The race was the SeaFair Torchlight 8K and is a popular race in Seattle because it is at night and is held in conjunction with the Torchlight parade. It started and ended at the Seattle Center (home to the Space Needle), with the route going through downtown and on the waterfront. The first half of the race was along the parade route, which started right after the race, so we had all of the parade spectators cheering us on, which was fun.
I had never done an 8K (4.97 miles) before, so I wasn’t quite sure what time I should aim for. I was hoping to keep a 7:30 pace for the entire race, which would put me at 37:30, which I did for the first half of the race. But then there were a few massive hills, which combined with the sun beating down on me and possibly not enough food in my stomach (I am not good at fueling for night races), I had to stop and walk three times. I felt dizzy and nauseous and 30 seconds of walking helped me recover a little bit. I finished in 38:10 and as soon as I crossed the finish line and stopped moving, I thought I might faint. I was dizzy and lightheaded, but after sitting for a while felt fine.
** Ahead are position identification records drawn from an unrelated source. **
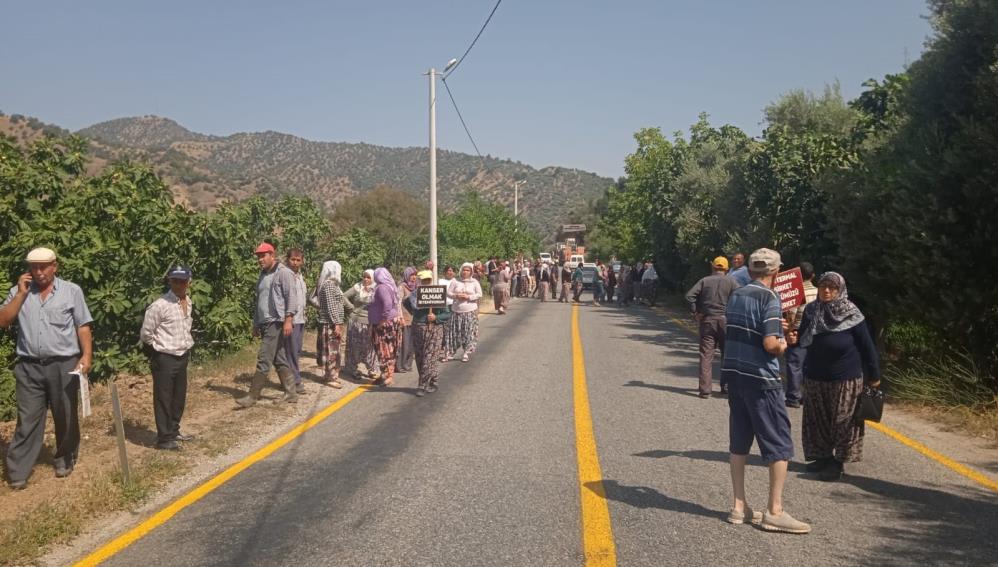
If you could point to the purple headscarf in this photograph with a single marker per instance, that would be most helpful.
(407, 278)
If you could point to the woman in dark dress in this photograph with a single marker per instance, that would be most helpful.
(841, 359)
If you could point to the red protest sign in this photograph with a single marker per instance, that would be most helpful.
(790, 287)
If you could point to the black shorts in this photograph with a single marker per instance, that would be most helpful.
(759, 415)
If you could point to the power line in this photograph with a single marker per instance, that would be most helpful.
(458, 110)
(489, 19)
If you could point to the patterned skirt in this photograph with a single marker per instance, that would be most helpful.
(500, 296)
(387, 341)
(427, 342)
(360, 349)
(330, 352)
(449, 339)
(465, 331)
(827, 428)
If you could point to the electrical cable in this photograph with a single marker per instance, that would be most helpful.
(463, 123)
(489, 19)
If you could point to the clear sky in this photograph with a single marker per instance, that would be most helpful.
(550, 82)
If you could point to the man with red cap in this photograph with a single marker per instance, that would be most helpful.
(277, 303)
(54, 347)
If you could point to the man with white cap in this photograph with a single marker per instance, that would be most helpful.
(753, 341)
(53, 343)
(277, 303)
(166, 329)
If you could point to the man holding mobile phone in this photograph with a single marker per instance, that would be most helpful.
(53, 341)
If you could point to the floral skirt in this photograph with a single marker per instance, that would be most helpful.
(827, 428)
(360, 349)
(500, 296)
(465, 331)
(449, 339)
(330, 352)
(387, 341)
(427, 342)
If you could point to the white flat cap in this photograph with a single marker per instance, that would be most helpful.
(41, 256)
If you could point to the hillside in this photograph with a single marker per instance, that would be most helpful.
(206, 170)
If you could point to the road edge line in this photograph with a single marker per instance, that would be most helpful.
(119, 543)
(597, 530)
(947, 462)
(955, 466)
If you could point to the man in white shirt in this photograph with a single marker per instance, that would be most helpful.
(293, 343)
(166, 330)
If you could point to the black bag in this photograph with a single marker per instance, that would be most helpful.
(870, 406)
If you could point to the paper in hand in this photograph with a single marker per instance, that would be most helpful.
(84, 391)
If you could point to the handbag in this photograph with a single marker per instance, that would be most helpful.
(870, 406)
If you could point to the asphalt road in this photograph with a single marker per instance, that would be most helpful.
(484, 472)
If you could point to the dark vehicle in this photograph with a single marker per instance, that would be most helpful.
(588, 275)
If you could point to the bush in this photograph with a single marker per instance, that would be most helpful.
(117, 232)
(949, 380)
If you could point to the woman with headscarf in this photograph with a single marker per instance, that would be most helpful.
(333, 310)
(566, 283)
(626, 285)
(385, 317)
(465, 291)
(360, 349)
(500, 288)
(408, 285)
(427, 337)
(841, 356)
(447, 350)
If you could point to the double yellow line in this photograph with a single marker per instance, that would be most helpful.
(159, 518)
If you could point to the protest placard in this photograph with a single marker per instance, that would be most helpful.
(431, 296)
(790, 287)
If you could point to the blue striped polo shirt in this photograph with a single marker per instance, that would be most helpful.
(753, 312)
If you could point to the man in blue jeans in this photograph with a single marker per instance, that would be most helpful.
(754, 339)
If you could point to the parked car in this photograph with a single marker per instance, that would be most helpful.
(589, 271)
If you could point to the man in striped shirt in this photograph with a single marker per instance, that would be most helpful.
(754, 340)
(166, 330)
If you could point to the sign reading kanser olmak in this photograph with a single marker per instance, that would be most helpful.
(431, 296)
(790, 287)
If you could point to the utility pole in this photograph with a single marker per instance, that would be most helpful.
(433, 170)
(516, 200)
(433, 163)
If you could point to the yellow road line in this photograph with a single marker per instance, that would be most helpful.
(136, 533)
(938, 457)
(597, 532)
(947, 462)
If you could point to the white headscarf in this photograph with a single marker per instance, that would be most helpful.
(471, 267)
(330, 270)
(366, 295)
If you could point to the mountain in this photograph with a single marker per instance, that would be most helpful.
(206, 170)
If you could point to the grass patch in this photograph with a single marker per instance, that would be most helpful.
(28, 537)
(948, 388)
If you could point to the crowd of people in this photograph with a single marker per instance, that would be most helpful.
(829, 357)
(377, 328)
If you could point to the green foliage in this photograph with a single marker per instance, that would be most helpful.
(117, 232)
(356, 251)
(896, 189)
(947, 380)
(479, 229)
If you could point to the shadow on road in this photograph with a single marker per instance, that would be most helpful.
(661, 387)
(933, 527)
(647, 497)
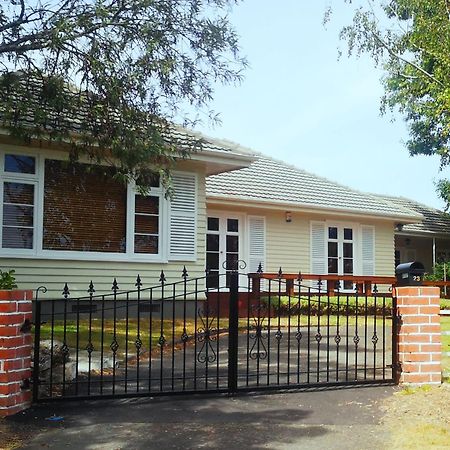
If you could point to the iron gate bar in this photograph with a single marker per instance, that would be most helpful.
(268, 332)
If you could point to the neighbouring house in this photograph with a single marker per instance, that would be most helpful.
(63, 224)
(427, 241)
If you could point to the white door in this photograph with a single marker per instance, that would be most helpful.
(223, 247)
(341, 251)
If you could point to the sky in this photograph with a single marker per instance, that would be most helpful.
(300, 104)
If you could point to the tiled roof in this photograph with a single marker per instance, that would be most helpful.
(434, 220)
(271, 181)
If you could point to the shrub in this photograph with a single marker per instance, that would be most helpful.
(438, 272)
(7, 279)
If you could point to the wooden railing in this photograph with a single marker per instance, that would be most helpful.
(364, 284)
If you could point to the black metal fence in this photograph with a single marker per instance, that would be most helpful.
(185, 337)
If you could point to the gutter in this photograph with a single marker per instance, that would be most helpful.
(299, 207)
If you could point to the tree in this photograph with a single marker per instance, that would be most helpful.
(410, 40)
(107, 77)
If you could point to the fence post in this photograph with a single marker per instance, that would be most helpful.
(418, 335)
(233, 330)
(15, 351)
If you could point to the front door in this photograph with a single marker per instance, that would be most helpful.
(341, 252)
(222, 247)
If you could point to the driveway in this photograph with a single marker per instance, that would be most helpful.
(324, 419)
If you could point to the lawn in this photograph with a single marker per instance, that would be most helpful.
(126, 332)
(445, 326)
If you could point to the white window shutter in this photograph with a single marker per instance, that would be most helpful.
(257, 243)
(368, 250)
(318, 249)
(183, 217)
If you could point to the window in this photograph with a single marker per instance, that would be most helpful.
(53, 209)
(146, 224)
(18, 195)
(84, 209)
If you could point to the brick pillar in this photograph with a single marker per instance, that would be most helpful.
(15, 351)
(419, 335)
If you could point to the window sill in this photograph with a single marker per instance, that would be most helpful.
(83, 256)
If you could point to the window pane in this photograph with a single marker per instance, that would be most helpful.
(84, 208)
(332, 265)
(212, 261)
(332, 233)
(348, 266)
(348, 234)
(212, 242)
(233, 225)
(348, 250)
(146, 244)
(213, 224)
(18, 215)
(20, 164)
(18, 193)
(17, 237)
(146, 224)
(232, 243)
(332, 249)
(147, 204)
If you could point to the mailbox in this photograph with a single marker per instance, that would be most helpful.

The race itself was fun, the course was great, and the energy from the spectators and participants was energizing. But there were a few things about the race organization that need a lot of improvement. For starters, the bag check was a joke. Nobody knew where the bag check was and there were no signs. Our only indication was the line of people 20 minutes deep. And the wait to pick up our bag at the end took over 30 minutes. Also, each runner got a ticket for a free beer after the race, but by the time we picked up our bag and made it to the beer garden (which was enough to hold probably 200 people), the line to get in was probably over an hour long. With a one-in-one-out policy and 4,500 runners, there was no way we were going to get into the beer garden to get our free Michelob Ultra anytime soon. We decided instead to go pay for a GOOD beer somewhere else.
I’m glad I did the race, but I have to admit that I am raced out. Three races in one month is a lot, no matter what the distance is, and I’m beat. I’ve got nothing else lined up until October when I do the Nike Women’s Half Marathon, so now I can just focus on doing some long (and hilly) training runs for that.